Sunday, October 26, 2025

OCTOBER 26, 2025

   “Things work out best for those who make the best of how things work out.”― John Wooden

JEREMIAH 17-19

5This is what the Lord says:
“Cursed is the one who trusts in man,
who draws strength from mere flesh
and whose heart turns away from the Lord.
6That person will be like a bush in the wastelands;
they will not see prosperity when it comes.
They will dwell in the parched places of the desert,
in a salt land where no one lives.
7“But blessed is the one who trusts in the Lord,
whose confidence is in him.
8They will be like a tree planted by the water
that sends out its roots by the stream.
It does not fear when heat comes;
its leaves are always green.
It has no worries in a year of drought
and never fails to bear fruit.” (17:5-8) 

1 TIMOTHY 6

6But godliness with contentment is great gain. 7For we brought nothing into the world, and we can take nothing out of it. 8But if we have food and clothing, we will be content with that. 9Those who want to get rich fall into temptation and a trap and into many foolish and harmful desires that plunge people into ruin and destruction. 10For the love of money is a root of all kinds of evil. Some people, eager for money, have wandered from the faith and pierced themselves with many griefs.

11But you, man of God, flee from all this, and pursue righteousness, godliness, faith, love, endurance and gentleness. 12Fight the good fight of the faith.

JOURNAL 

If I really lived from John Wooden’s perspective, “Things work out best for those who make the best of how things work out” my life would look radically different.

I think I’d worry less about what should have been and live more fully in what is.
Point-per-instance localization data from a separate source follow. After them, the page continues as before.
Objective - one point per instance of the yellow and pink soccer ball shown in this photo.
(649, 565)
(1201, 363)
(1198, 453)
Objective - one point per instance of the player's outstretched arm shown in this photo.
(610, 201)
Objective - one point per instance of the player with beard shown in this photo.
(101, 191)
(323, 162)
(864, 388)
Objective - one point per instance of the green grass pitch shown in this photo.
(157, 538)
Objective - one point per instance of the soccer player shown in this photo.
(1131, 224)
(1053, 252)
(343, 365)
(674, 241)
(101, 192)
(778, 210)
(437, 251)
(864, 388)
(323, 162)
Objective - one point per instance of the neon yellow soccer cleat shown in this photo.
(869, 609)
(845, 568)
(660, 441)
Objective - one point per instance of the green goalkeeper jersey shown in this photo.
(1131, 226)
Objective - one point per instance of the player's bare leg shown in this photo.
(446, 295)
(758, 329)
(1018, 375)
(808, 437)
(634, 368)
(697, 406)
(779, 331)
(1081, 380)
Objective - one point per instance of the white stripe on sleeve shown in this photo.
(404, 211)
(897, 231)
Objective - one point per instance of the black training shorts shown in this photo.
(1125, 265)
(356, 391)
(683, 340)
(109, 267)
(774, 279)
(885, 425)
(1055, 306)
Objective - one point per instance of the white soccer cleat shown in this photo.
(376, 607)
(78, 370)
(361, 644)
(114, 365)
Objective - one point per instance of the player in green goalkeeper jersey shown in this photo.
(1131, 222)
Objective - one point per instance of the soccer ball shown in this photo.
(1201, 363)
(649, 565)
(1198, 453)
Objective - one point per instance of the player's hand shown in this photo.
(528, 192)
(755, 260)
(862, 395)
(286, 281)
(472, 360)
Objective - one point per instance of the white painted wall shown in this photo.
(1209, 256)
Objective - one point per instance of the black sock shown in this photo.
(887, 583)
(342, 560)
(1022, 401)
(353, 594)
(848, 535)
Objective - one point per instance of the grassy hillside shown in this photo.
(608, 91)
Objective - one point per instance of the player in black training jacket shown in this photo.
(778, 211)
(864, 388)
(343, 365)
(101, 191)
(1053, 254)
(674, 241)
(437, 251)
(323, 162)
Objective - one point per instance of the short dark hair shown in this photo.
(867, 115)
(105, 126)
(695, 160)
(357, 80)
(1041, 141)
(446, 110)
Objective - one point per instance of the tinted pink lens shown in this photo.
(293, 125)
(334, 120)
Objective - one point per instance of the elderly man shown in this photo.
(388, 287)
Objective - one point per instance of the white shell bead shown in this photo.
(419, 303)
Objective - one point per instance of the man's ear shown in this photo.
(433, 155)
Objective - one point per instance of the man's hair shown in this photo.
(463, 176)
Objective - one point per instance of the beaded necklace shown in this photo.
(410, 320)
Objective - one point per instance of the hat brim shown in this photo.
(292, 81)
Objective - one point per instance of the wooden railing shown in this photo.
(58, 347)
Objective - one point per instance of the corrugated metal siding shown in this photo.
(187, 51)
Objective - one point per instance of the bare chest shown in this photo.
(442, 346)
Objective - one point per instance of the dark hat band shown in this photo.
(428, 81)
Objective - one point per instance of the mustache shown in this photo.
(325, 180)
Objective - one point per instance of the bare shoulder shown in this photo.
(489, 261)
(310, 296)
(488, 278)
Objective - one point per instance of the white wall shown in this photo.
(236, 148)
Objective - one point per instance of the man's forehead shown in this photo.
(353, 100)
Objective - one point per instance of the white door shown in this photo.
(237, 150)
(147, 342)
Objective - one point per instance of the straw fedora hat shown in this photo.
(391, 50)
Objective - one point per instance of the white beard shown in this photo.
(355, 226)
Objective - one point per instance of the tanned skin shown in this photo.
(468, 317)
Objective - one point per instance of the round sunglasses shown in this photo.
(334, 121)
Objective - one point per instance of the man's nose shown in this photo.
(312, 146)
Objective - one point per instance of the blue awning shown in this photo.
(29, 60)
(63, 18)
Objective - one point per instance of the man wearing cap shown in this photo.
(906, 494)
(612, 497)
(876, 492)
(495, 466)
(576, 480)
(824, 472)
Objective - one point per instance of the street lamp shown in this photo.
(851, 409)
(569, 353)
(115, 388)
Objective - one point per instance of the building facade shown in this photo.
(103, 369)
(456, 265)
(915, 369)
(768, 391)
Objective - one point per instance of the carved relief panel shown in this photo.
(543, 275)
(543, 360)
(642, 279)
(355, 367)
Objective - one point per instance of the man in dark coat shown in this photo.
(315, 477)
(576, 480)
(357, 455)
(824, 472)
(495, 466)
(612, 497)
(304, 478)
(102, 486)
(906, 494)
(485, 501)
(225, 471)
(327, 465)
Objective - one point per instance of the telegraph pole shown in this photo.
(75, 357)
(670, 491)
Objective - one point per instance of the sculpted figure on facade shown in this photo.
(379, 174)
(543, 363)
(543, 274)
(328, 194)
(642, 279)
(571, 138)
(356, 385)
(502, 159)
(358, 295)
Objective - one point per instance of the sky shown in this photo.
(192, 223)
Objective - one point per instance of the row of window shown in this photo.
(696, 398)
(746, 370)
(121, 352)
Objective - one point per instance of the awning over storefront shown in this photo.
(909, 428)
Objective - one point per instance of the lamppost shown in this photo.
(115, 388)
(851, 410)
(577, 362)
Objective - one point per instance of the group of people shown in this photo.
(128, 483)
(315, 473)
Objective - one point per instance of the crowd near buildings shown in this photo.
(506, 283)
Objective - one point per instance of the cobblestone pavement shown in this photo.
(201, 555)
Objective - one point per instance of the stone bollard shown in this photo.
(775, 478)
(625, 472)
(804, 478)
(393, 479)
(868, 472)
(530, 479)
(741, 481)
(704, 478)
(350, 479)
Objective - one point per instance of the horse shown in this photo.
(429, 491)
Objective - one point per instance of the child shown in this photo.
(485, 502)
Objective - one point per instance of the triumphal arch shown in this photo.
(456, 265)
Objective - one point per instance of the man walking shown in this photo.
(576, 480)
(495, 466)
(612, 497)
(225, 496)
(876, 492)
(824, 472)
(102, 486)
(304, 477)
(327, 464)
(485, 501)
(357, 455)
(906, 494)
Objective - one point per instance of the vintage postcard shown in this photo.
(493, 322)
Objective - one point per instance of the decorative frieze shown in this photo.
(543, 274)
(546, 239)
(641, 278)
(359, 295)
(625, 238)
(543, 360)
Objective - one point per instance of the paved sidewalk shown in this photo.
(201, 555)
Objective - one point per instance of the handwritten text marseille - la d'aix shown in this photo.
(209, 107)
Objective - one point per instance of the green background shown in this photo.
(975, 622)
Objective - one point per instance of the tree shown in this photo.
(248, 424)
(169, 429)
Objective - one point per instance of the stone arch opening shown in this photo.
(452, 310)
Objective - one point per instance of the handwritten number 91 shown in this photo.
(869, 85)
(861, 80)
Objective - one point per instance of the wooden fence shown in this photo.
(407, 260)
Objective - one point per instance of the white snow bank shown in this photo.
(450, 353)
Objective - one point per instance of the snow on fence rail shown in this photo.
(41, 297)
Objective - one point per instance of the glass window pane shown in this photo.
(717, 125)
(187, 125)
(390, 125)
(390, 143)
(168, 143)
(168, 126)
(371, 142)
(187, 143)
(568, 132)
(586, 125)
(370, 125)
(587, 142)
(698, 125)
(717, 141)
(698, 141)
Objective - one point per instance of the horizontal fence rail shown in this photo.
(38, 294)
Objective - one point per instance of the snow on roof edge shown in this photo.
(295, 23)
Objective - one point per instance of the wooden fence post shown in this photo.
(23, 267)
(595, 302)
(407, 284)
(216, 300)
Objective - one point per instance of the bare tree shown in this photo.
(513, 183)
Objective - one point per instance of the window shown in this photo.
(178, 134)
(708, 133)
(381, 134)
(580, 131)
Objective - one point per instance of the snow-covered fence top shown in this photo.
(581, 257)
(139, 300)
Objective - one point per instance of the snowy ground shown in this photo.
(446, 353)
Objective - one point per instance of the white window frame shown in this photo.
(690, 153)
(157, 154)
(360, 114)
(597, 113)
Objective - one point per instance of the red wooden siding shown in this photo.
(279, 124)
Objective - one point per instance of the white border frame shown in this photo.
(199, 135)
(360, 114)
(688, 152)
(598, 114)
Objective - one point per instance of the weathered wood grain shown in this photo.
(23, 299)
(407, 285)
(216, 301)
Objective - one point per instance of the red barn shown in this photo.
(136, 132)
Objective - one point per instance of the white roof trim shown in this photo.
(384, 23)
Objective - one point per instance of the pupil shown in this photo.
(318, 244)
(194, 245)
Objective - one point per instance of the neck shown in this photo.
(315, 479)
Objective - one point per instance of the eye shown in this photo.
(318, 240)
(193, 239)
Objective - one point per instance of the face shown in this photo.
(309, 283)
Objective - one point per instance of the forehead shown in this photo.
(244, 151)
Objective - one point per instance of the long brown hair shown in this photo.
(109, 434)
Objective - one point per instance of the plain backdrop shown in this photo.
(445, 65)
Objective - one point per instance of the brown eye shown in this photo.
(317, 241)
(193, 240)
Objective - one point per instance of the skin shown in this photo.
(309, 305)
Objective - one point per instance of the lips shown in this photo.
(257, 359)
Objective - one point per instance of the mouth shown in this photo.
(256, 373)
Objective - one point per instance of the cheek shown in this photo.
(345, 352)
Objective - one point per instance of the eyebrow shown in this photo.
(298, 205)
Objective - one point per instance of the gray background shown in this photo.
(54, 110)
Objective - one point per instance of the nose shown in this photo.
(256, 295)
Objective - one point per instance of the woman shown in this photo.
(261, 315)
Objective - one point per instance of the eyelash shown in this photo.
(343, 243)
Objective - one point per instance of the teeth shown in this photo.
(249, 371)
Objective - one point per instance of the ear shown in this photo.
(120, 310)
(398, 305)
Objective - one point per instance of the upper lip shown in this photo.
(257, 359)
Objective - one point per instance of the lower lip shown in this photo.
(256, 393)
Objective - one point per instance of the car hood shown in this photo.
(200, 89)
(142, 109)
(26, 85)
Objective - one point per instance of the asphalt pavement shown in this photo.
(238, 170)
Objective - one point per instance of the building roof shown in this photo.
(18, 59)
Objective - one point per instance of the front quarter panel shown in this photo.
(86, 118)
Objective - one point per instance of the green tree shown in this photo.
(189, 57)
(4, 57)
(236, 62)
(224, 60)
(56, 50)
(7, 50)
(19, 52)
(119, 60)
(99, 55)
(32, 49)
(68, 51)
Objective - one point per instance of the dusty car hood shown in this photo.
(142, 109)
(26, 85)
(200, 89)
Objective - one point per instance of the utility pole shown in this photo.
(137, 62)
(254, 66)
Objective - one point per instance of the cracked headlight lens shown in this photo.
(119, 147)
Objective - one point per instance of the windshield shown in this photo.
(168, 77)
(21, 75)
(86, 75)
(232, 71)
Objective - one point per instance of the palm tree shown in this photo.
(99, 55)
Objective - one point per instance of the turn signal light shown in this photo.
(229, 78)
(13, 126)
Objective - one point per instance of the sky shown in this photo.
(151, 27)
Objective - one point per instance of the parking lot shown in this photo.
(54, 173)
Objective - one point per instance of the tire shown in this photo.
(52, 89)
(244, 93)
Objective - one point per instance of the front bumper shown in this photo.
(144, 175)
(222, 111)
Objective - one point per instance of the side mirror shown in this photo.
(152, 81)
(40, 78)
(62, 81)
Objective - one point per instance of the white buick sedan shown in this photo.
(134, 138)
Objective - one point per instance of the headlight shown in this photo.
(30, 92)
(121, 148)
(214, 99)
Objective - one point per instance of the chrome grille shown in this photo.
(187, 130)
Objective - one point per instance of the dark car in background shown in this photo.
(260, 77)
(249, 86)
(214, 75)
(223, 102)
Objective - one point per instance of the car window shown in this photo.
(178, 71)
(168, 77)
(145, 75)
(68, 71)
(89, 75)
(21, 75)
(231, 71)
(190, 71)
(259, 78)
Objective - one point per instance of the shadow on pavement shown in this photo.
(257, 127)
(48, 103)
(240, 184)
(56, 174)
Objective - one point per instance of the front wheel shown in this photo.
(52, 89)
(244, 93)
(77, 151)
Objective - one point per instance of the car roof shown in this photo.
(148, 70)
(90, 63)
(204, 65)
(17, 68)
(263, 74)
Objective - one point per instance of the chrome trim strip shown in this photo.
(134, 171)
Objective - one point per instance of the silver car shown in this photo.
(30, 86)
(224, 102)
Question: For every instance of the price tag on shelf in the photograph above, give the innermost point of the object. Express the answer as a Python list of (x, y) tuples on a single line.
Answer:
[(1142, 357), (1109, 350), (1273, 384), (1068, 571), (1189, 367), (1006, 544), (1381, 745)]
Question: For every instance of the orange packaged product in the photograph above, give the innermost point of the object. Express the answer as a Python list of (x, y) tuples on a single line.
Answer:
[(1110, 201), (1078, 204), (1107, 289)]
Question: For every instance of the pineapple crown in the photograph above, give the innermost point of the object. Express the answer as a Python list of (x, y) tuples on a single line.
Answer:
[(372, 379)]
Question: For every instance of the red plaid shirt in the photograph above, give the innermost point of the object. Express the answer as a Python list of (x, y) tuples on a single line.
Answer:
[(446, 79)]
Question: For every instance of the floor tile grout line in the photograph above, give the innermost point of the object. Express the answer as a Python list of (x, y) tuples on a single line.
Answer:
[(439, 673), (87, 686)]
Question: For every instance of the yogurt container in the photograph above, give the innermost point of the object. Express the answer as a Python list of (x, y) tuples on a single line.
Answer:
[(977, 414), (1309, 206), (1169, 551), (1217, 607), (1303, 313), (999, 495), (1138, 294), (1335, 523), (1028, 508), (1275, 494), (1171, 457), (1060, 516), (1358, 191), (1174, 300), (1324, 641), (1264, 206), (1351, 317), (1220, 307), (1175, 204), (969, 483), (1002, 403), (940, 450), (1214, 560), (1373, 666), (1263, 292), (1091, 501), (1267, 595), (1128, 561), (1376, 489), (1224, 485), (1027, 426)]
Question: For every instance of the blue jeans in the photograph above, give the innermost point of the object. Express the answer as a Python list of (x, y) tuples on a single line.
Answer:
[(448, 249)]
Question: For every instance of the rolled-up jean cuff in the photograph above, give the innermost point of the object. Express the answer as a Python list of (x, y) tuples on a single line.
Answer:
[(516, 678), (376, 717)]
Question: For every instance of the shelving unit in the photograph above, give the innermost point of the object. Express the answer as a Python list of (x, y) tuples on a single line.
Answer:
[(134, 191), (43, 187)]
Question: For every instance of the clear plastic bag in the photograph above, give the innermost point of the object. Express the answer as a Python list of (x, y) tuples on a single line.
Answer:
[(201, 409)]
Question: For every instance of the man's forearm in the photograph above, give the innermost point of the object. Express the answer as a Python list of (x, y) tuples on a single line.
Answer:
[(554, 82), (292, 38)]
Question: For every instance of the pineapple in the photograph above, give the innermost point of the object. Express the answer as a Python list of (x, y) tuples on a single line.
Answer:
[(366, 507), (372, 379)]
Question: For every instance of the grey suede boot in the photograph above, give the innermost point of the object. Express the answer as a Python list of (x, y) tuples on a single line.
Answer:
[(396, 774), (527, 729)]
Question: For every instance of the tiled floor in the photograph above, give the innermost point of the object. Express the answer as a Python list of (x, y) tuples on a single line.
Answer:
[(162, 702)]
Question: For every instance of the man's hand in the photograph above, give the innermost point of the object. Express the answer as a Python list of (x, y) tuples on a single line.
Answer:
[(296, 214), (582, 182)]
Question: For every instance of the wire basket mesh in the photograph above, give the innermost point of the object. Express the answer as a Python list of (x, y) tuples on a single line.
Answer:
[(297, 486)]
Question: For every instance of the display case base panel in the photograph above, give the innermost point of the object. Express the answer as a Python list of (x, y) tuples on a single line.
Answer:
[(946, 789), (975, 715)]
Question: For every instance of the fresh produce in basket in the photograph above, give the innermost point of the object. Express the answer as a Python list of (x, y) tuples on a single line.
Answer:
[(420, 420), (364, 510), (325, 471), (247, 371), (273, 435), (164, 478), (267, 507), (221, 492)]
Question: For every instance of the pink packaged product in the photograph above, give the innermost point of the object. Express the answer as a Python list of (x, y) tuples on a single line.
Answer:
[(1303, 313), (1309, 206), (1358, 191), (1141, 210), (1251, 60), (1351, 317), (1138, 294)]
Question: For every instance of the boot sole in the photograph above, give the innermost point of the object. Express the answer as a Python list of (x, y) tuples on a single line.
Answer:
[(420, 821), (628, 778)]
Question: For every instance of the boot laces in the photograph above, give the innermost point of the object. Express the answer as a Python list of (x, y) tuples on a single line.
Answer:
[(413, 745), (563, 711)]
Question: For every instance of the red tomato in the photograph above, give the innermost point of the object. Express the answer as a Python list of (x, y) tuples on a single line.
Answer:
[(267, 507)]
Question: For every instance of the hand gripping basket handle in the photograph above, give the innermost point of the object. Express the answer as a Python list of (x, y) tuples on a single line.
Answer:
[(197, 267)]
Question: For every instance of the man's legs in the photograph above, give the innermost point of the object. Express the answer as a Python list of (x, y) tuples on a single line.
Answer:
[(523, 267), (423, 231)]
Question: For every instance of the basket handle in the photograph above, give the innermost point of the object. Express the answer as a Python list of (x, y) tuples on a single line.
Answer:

My first instinct wouldn’t be frustration or disappointment, but gratitude. I wouldn’t spend so much time trying to rewrite outcomes, control circumstances, or prove myself right. Instead, I’d make peace with the moment in front of me and make the best of it.

The truth is, most of my struggles come from resistance. I want things my way, on my timeline, with my understanding of success attached. But Wooden’s wisdom  and the truth echoed in Jeremiah 17:5-8  reminds me that the blessed life doesn’t come from self-dependence. It comes from trust.

If I lived this out, my identity wouldn’t rise and fall with success or failure. Whether things went my way or fell apart, I’d still be anchored. I’d still find joy. I’d still believe that every situation is a chance to bring my best not because the world deserves it, but because God is still worthy of it.

1 Timothy 6 warns that chasing wealth, status, or control only leads to ruin. But godliness with contentment that’s real gain. If I made the best of how things work out, I’d stop exhausting myself trying to secure tomorrow and instead focus on being faithful with today.

There’s freedom in that. Freedom to let go of bitterness when people disappoint me. Freedom to stay calm when plans collapse. Freedom to see trials not as punishments, but as opportunities. Because if I truly believed James 1:2-4, I’d see every trial as training a chance to grow in perseverance, to become “mature and complete, not lacking anything.”

If I lived like that, life wouldn’t suddenly get easier. Pain, loss, and confusion would still come. But I’d face them differently. I’d meet them with endurance, gentleness, and faith. I’d stop asking why me and start asking what now.

And maybe, just maybe, I’d finally live like that tree in Jeremiah rooted, nourished, steady… not because life always worked out, but because I finally learned to make the best of how it did.



2Consider it pure joy, my brothers and sisters,a whenever you face trials of many kinds, 3because you know that the testing of your faith produces perseverance. 4Let perseverance finish its work so that you may be mature and complete, not lacking anything.